Kyō, Koi o Hajimemasu originally ran in Shōjo Comic since 2008 and completed in 2011, and 15 bound tankōbon have been released under the Flower Comics imprint. In addition, a special drama CD with a vocal reenactment of the first chapter was included in the June 2008 issue of Shōjo Comic and featured Rina Satō as Tsubaki and Takashi Kondō as Kyouta.
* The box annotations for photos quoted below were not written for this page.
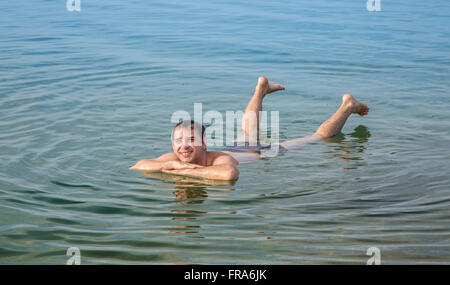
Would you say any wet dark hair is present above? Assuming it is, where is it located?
[172,120,206,141]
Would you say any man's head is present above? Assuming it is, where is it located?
[172,120,206,163]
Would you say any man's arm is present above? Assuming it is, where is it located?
[162,154,239,180]
[130,152,199,171]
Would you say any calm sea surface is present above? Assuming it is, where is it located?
[0,0,450,264]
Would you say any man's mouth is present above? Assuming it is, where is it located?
[180,151,192,157]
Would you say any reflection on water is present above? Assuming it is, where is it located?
[323,125,370,170]
[137,171,236,234]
Kyō, Koi o Hajimemasu is licensed by Tokyopop Germany for regional German releases under the title 3, 2, 1... Liebe!.

=== Volumes ===
- Minami Mizunami "Today, I'm starting to fall in love" Shogakukan <Shocomi Flower Comics>, 15 volumes in total
  1. Released on January 25, 2008, ISBN 978-4-09-131540-3
  2. Released on April 25, 2008, ISBN 978-4-09-131590-8
  3. Released July 25, 2008, ISBN 978-4-09-131830-5
  4. Released October 24, 2008, ISBN 978-4-09-132107-7
  5. Released February 26, 2009, ISBN 978-4-09-132300-2
  6. Released June 26, 2009, ISBN 978-4-09-132424-5
  7. Released October 26, 2009, ISBN 978-4-09-132609-6
  8. Released February 26, 2010, ISBN 978-4-09-133034-5
  9. Released June 25, 2010, ISBN 978-4-09-133240-0
  10. Released October 26, 2010, ISBN 978-4-09-133514-2
  11. Released February 25, 2011,ISBN 978-4-09-133677-4
  12. Released June 24, 2011, ISBN 978-4-09-133847-1
  13. Released November 25, 2011, ISBN 978-4-09-134147-1
  14. Released February 24, 2012, ISBN 978-4-09-134284-3
  15. Released on May 25, 2012, ISBN 978-4-09-134520-2

=== Novel ===
Unless otherwise noted, the original work is by Minami Mizunami, and the author is Yuno Takase

- "Today, Love Begins: Prelude to First Love" Shogakukan〈FC Lululu novels), released on February 26, 2010, ISBN 978-4-09-133135-9
- "Today, I'm starting to fall in love. Fate is in your hands" Shogakukan〈FC Lululu novels, released on February 25, 2011, ISBN 978-4-09-133780-1
- "Today, Love Begins (Film Novelization)" Shogakukan <Shogakukan Bunko>, released on November 6, 2012, ISBN 978-4-09-408776-5

===Anime===
On 5 April 2010, Shojō Comic announced an original video animation production of Kyō, Koi o Hajimemasu, which was released directly onto DVD with the ninth volume of the manga on 25 June 2010. It was animated by J.C.Staff and directed by Shigeyasu Yamauchi. Following the first episode, a second episode was released on 25 February 2011 with French Kiss' "If" as the theme song.

===Light novel===
A light novel titled Kyō, Koi o Hajimemasu: Hatsukoi no Prelude (今日、恋をはじめます 初恋のプレリュード, Kyō, Koi o Hajimemasu: Hatsukoi no Preryūdo) was written by Yunoka Takase and was overseen and illustrated by Minami herself. The story details the events of Kyō, Koi o Hajimemasu through the perspective of Kyouta. It was released on 26 February 2010.

===Drama===
French Kiss, a sub-unit from the Japanese girl group AKB48, released an original live-action drama on 19 January 2011, that takes place a year prior to the storyline events of Kyō, Koi o Hajimemasu. The DVD was bundled with their second single, "If". A different version of the DVD, which features the members of French Kiss providing voiceovers to manga stills, came in a separate version of the "If" single.

===Film===
A live-action theatrical film for Kyō, Koi o Hajimemasu was announced in the December 2011 issue of Sho-Comi. The film starred Emi Takei as Tsubaki Hibino and Tori Matsuzaka as Kyouta Tsubaki. Filming was set to begin in early January 2012, with the film releasing on December 8, 2012.

==Reception==
The first 14 volumes sold more than 8 million copies until March 2012.